Benoît Jacquot a filmé Fabrice Luchini au théâtre pendant des représentations de son récital de textes de Nietzsche, La Fontaine, Céline, Flaubert. De ces nombreuses images, le réalisateur a conçu un film personnel, riche, dont l’intérêt dépasse le simple enregistrement, le témoignage fidèle.
Les « films de théâtre » de Benoît Jacquot ont ceci de particulier qu’ils captent l’éphémère de la représentation théâtrale sans la trahir. Le réalisateur ne tente pas de reproduire le théâtre en changeant de support, il prend en compte les caractéristiques de la caméra et du cinéma, pour faire d’un spectacle de théâtre un film. Je m’explique : la différence fondamentale entre Fabrice Luchini dit au théâtre et Par coeur au cinéma réside dans le montage et donc dans les choix du réalisateur, plus que dans le fait qu’il y ait spectacle vivant (acteurs et public en chair et en os dans le même lieu) ou non.

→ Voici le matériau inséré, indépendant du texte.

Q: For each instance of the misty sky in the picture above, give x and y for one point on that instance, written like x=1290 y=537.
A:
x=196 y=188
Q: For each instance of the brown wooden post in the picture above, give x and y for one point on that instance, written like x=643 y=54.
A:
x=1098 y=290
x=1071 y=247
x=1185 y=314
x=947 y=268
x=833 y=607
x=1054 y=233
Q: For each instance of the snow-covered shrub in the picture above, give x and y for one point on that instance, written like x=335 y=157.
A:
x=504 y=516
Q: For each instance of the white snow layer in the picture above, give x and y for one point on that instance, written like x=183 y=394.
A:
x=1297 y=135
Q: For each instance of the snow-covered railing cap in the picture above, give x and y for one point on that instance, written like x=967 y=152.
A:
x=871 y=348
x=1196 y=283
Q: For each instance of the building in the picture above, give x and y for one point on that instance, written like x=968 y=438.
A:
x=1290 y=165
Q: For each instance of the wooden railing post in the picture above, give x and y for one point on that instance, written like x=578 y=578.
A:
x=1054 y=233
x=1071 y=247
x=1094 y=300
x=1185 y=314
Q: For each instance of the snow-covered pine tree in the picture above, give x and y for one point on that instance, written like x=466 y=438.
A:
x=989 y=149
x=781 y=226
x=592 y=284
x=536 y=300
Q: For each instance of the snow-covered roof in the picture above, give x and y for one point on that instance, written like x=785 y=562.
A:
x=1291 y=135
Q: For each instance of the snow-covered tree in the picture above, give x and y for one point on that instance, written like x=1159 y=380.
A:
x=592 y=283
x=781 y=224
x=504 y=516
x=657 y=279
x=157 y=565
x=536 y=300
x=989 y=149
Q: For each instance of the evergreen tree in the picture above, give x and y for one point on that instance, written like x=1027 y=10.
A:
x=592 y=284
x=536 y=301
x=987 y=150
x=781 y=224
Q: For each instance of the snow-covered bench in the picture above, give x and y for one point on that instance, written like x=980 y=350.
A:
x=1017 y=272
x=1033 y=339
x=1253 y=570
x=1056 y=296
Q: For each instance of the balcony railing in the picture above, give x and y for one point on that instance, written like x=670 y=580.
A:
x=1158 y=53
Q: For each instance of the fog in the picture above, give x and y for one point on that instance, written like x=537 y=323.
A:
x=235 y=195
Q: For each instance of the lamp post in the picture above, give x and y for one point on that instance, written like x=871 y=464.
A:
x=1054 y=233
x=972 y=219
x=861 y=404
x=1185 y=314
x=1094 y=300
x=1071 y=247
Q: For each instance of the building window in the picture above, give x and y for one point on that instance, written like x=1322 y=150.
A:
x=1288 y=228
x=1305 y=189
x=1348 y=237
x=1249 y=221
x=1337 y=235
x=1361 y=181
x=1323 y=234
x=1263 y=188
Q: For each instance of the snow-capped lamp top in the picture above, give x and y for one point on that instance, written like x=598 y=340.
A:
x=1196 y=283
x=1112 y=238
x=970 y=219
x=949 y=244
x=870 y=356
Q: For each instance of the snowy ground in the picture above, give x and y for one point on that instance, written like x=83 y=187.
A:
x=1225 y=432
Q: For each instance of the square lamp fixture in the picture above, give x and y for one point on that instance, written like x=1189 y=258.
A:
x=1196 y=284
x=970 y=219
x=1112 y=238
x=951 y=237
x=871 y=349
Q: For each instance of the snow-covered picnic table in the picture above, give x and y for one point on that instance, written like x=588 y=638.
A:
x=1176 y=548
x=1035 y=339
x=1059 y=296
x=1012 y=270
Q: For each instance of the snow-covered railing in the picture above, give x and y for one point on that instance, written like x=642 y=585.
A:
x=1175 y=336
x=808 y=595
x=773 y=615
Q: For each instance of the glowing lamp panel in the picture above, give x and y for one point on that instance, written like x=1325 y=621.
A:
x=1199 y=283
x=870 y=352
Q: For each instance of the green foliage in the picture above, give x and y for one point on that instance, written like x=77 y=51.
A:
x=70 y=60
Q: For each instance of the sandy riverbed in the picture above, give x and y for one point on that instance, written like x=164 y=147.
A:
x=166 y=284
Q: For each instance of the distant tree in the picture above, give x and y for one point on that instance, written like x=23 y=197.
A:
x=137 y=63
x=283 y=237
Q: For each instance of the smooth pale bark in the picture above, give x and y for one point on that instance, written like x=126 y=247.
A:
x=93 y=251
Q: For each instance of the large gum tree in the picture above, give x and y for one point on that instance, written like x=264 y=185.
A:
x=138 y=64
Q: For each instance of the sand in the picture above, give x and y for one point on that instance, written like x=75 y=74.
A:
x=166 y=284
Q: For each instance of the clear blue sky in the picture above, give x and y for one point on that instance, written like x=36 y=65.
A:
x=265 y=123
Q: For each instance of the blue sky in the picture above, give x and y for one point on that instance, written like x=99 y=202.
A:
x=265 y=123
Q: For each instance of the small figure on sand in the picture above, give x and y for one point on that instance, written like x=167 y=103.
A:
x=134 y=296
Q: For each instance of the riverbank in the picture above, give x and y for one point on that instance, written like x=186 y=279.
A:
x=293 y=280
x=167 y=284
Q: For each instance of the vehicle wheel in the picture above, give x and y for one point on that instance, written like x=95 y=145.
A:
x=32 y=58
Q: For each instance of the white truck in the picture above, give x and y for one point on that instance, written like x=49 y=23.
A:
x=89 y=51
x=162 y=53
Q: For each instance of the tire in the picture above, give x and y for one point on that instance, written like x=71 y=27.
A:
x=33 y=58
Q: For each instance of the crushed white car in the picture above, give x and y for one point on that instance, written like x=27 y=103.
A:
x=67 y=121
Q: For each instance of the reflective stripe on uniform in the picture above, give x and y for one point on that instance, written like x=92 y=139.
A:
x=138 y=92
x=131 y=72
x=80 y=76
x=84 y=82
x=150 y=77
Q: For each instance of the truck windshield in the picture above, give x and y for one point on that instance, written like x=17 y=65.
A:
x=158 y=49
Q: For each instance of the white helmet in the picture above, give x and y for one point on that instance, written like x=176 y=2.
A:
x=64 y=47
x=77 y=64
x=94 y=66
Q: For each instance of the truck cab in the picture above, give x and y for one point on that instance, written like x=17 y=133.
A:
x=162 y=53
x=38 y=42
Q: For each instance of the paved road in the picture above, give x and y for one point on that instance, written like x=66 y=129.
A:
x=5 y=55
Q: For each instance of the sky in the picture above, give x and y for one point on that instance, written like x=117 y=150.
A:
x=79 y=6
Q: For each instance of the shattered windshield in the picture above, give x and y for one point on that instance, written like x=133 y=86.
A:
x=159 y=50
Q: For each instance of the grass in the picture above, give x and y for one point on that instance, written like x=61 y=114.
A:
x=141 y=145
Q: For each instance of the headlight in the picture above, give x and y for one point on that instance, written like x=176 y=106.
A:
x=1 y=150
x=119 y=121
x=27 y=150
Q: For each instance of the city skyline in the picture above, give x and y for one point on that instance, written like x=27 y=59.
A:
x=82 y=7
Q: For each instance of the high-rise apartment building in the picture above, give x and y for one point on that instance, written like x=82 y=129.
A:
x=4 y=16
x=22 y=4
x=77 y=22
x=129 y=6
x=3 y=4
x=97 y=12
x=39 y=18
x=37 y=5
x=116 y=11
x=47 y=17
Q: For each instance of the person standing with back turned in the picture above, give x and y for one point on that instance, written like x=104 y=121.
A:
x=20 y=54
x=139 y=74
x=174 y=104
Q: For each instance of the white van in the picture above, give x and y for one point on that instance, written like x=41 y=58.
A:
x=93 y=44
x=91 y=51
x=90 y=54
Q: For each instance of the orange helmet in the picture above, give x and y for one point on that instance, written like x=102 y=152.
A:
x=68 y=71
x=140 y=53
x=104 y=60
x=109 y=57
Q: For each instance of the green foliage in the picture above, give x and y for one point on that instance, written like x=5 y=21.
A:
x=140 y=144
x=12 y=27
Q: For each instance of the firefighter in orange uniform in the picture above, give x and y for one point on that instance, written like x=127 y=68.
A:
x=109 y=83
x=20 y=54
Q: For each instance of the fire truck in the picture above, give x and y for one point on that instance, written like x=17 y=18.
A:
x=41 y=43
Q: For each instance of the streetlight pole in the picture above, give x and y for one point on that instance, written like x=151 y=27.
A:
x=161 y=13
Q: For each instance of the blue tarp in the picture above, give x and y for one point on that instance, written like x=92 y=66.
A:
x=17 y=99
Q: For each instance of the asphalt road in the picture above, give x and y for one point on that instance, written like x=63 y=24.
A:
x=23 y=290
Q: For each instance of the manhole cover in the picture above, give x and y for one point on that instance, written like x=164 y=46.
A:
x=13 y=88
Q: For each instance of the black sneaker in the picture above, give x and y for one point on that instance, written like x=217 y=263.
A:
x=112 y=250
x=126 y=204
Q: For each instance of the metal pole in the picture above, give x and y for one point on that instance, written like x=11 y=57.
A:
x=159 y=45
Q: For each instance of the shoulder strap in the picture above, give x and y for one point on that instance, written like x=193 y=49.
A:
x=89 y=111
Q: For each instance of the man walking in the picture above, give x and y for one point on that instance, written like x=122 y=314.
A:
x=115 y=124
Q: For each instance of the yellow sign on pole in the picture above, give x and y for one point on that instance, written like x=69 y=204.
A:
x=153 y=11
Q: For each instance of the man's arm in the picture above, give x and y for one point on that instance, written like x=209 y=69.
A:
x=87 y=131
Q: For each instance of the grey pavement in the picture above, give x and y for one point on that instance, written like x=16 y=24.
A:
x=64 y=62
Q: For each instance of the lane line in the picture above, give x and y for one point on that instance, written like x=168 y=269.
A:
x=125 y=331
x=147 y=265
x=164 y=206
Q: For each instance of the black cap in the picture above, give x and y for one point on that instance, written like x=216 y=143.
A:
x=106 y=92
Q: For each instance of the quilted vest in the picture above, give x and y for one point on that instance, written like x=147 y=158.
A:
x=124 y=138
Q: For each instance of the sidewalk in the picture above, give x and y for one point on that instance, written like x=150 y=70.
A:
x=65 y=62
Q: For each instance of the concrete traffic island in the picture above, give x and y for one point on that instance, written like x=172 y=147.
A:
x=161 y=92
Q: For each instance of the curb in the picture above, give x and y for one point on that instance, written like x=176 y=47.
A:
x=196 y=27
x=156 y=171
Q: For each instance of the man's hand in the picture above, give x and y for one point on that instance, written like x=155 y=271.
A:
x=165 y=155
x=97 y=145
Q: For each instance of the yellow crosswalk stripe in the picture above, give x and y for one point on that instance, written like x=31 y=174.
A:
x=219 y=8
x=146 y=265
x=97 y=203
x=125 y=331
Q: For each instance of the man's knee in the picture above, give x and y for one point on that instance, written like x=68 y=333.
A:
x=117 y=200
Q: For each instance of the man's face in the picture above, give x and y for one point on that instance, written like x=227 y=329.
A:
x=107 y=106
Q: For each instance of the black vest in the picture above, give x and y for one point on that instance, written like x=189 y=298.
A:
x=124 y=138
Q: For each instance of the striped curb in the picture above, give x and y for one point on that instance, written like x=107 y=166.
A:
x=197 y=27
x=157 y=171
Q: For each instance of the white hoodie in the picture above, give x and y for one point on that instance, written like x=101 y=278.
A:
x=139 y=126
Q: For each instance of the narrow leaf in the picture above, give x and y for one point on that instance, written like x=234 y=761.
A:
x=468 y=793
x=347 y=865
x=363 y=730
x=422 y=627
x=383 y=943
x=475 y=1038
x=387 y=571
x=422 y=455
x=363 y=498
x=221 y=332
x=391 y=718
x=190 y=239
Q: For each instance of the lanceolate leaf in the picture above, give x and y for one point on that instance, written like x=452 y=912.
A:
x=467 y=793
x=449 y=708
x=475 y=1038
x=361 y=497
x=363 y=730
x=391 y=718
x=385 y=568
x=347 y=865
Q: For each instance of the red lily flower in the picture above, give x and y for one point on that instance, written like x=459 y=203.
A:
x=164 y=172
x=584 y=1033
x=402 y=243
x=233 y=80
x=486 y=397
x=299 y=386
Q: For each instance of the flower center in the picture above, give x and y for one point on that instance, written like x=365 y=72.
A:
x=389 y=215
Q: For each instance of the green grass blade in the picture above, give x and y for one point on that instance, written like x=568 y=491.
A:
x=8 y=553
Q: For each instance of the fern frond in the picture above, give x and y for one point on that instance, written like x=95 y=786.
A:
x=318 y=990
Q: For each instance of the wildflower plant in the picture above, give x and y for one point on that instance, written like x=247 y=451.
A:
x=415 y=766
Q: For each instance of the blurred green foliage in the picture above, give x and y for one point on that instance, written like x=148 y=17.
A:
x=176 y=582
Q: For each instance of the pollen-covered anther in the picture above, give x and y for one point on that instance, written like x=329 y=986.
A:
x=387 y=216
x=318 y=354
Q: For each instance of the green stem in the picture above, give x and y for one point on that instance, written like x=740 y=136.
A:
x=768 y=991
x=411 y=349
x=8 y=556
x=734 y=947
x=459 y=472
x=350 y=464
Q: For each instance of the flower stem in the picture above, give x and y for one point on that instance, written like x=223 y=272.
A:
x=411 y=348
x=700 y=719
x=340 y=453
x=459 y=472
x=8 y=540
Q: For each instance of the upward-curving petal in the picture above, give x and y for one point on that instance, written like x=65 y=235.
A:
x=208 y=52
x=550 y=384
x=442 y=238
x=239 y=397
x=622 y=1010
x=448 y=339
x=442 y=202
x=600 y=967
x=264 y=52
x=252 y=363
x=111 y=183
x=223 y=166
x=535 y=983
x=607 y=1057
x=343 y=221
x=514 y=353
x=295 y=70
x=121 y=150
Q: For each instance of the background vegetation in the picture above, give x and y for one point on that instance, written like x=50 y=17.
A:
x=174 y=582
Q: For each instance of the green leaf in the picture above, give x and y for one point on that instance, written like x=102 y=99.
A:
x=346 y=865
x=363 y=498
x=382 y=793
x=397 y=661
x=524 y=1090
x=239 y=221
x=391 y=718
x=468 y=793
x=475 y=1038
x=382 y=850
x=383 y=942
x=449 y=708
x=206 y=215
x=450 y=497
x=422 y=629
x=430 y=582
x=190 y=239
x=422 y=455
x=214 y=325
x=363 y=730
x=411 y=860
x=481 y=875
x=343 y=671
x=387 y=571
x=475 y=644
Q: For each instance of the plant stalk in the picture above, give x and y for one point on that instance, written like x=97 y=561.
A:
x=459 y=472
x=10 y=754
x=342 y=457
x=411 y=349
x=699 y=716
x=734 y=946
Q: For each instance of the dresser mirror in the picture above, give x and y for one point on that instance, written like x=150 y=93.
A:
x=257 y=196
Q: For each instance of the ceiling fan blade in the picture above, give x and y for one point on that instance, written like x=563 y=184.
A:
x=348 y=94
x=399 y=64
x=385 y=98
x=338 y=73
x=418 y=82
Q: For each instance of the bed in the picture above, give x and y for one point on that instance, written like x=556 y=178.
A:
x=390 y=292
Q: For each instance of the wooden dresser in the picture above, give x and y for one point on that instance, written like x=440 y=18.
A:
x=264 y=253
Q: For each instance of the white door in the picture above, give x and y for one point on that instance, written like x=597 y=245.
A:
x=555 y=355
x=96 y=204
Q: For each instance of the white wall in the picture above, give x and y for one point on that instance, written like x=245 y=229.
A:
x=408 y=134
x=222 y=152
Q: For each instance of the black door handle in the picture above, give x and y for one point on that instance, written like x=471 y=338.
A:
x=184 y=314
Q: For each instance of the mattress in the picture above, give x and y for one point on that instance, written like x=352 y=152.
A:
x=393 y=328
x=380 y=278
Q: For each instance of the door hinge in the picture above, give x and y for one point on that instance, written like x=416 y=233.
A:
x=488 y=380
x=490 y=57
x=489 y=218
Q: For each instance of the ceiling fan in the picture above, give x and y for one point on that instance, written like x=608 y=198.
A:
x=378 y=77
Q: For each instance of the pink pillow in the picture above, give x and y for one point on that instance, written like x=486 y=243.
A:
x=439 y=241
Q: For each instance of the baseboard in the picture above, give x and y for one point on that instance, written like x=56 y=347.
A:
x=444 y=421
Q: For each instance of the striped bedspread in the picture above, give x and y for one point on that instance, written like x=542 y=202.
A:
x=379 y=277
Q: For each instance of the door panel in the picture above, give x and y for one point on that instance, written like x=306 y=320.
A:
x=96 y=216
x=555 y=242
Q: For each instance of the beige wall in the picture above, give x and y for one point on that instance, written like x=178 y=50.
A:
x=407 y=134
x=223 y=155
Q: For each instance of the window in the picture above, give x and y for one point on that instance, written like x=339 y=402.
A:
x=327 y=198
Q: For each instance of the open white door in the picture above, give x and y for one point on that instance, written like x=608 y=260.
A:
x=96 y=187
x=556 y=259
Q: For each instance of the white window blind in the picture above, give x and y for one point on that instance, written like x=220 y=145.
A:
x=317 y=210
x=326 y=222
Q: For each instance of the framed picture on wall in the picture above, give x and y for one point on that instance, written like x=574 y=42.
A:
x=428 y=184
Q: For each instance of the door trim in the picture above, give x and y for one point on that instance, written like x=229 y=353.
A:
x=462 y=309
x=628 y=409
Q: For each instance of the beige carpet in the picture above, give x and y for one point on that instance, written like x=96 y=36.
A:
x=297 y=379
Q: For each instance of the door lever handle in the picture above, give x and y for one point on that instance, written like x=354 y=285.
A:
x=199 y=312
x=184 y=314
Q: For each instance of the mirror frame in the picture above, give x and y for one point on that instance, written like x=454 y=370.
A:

Le film est tout à fait différent du spectacle dans le choix des textes, l’ordre dans lequel ils sont dits, la mise en scène, et pourtant, il y a une similitude profonde entre eux dans l’esprit. Une caméra ne pourra jamais restituer le mouvement et la densité de l’acteur habitant une scène. C’est pourquoi il est infiniment plus riche de suivre les mouvements de la caméra, ses gros plans, ses travellings circulaires, que les mouvements de l’acteur sur scène captés par une caméra fixe. Il ne s’agit pas ici de « captation », il s’agit de cinéma.
Benoît Jacquot a une façon subtile de filmer le théâtre. Que l’on se souvienne de Voyage au bout de la nuit de Céline avec le même Fabrice Luchini ou de Dans la solitude des champs de coton de Koltès avec Patrice Chéreau et Laurent Malet. Ici, contrairement à ces deux films, le public est là, bien présent (on le voit, par moments) : ce n’est guère étonnant car ce spectacle ne fonctionne qu’avec le public. Il se modèle, se transforme, se construit même, en fonction des réactions des gens (mais sans démagogie ; il est question de sensibilité, pas de calcul). L’alternance de séquences en noir et blanc et d’extraits de représentations en public, en couleur, montée d’une manière très harmonieuse, pose d’une façon évidente la question de l’acteur au théâtre par rapport à l’acteur au cinéma. Le jeu est incontestablement différent : au-delà des simples conditions de jeu (lieu, espace, volume), il apparaît que la caméra modifie et la manière de jouer et « l’enjeu du jeu ». Fabrice Luchini est plus séducteur, plus « acteur » devant la caméra seule que devant 300 personnes, au théâtre. Il paraît aussi plus soucieux de l’interprétation -et donc de son travail d’acteur- et moins du cœur du texte dans lequel il veut disparaître, se fondre. Le film de Benoît Jacquot peut susciter de nombreuses observations de ce genre. C’est un film sur l’art de l’acteur. Il se trouve qu’il s’agit de Fabrice Luchini parce que ses choix vont dans le sens d’une recherche toujours plus approfondie de cet art et du mystère de l’écriture. Mais ce film a la grande qualité, tout en partant d’une personne et de textes particuliers, de viser une réflexion générale. C’est l’une des grandes réussites de Par coeur.